Giulia Birindelli è una sagoma chiara, allorché mi accoglie sulla porta della sua casa-studio loft milanese; si confonde con il bianco ed il beige dell’interno. Colori neutri-primari, sui quali, un poco alla volta, iscrivere tutti gli altri.

Alle pareti, disposti secondo un ordine metodico e rassicurante, i suoi lavori. Da una parte le tele; i pensieri che si fanno fili, riannodati secondo un intreccio complesso ed articolato; gomitoli di emozioni, tracce di “pentimenti” ad ingombrare il rovescio della superficie, per poi risolversi in una soluzione armonica alla visione.

Nulla è lasciato al caso; ogni foro frutto di un’indagine intensa e sofferta; colori che seguono i rapporti di un arcobaleno di pensieri, che si armonizzano nel tentativo di indicare un’ipotesi, una direzione, perseguita fra le molteplici che si affacciano alla mente.

Dall’altra parte della stanza, le sue tavole; della consistenza di un legno leggero: acero, cedro oppure ciliegio. Le  venature si fanno “finestre” semi-aperte: lettere di un linguaggio dell’anima che, nell’assumere una forma, pare accogliere, allo stesso tempo, il mistero dell’ombra. A ricordarci quanto è limitato il nostro vedere, e, allo stesso tempo, per aprire un’ipotesi attorno alla quale potersi, per un attimo, soffermare.

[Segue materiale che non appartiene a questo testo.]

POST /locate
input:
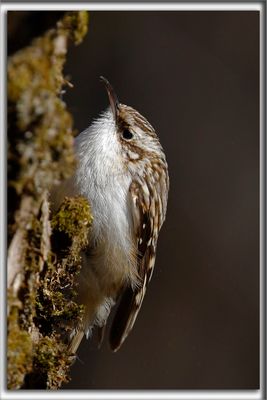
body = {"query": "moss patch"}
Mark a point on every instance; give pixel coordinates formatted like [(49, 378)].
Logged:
[(42, 306)]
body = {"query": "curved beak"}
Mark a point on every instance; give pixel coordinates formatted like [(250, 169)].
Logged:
[(113, 99)]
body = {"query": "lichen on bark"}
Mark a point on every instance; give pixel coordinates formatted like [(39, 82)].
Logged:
[(43, 256)]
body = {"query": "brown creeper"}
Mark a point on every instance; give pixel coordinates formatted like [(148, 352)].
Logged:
[(122, 171)]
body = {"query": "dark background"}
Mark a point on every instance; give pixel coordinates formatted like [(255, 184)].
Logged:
[(195, 76)]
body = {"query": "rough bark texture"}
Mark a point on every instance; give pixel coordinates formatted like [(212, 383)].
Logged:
[(43, 250)]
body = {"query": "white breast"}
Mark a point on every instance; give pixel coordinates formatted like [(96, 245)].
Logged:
[(101, 177)]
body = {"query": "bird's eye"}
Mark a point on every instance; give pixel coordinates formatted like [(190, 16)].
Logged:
[(126, 134)]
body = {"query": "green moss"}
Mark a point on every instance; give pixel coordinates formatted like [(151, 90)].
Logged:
[(50, 364), (73, 219), (19, 350), (40, 154), (57, 310), (80, 23)]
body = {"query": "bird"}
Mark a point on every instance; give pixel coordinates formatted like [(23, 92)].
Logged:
[(123, 173)]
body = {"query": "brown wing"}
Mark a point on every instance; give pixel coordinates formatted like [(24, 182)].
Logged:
[(148, 202)]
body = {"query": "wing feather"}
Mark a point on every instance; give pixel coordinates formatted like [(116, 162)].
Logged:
[(148, 210)]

Giulia Birindelli: “Il testo intagliato, facendo sorgere fra le sue pieghe il buio, lambisce il carattere straordinariamente limitrofo del linguaggio, il suo posare su qualcosa di non padroneggiabile, di nascosto. E ancora: “…proprio l’indicibile, quel buio che il senso si porta dietro di sé è la condizione di possibilità perché si possa ancora dire qualcosa di sensato”.

L’artista Birindelli scava la superficie della tavola, indaga la materia della tela, per rintracciarvi l’ipotesi di un nuovo, eppure antico ordine e, al tempo stesso, ri-costruisce la visione, “contenuta” entro i limiti del supporto, ma che, al tempo stesso, trova nelle feritoie del segno, la forza per solcare l’apparenza, nel tentativo di cogliere anche ciò che l’occhio non vede.

La mano tesse trame; il pensiero detta parole; citazioni prese a prestito dai grandi della letteratura, frasi che si rincorrono, per poi ricomporsi in una sorta di mantra, da recitare per chiamare a sé le forze dell’intelletto, in una tensione verso una ipotesi di risoluzione armonica tra spirito e materia;sentieri tracciati da solchi lasciati dal suo vissuto di donna, prima che di artista.

Ed è questa la grande forza meditativa di questi lavori.

Forse che lo sguardo che Giulia pare voler trattenere, attraverso la rigida soluzione formale adottata nelle sue opere, possa essere di invito a soffermarci un attimo più a lungo, a concedersi il tempo dell’osservare e del sentire, un tempo dilatato dalla necessità di meditare parole da lei scelte con cura; frecce scoccate dal suo sentire più profondo, alle quali aggrapparsi, ognuno con la propria modalità, nel tentativo di penetrare il mistero inespugnabile della nostra umanità.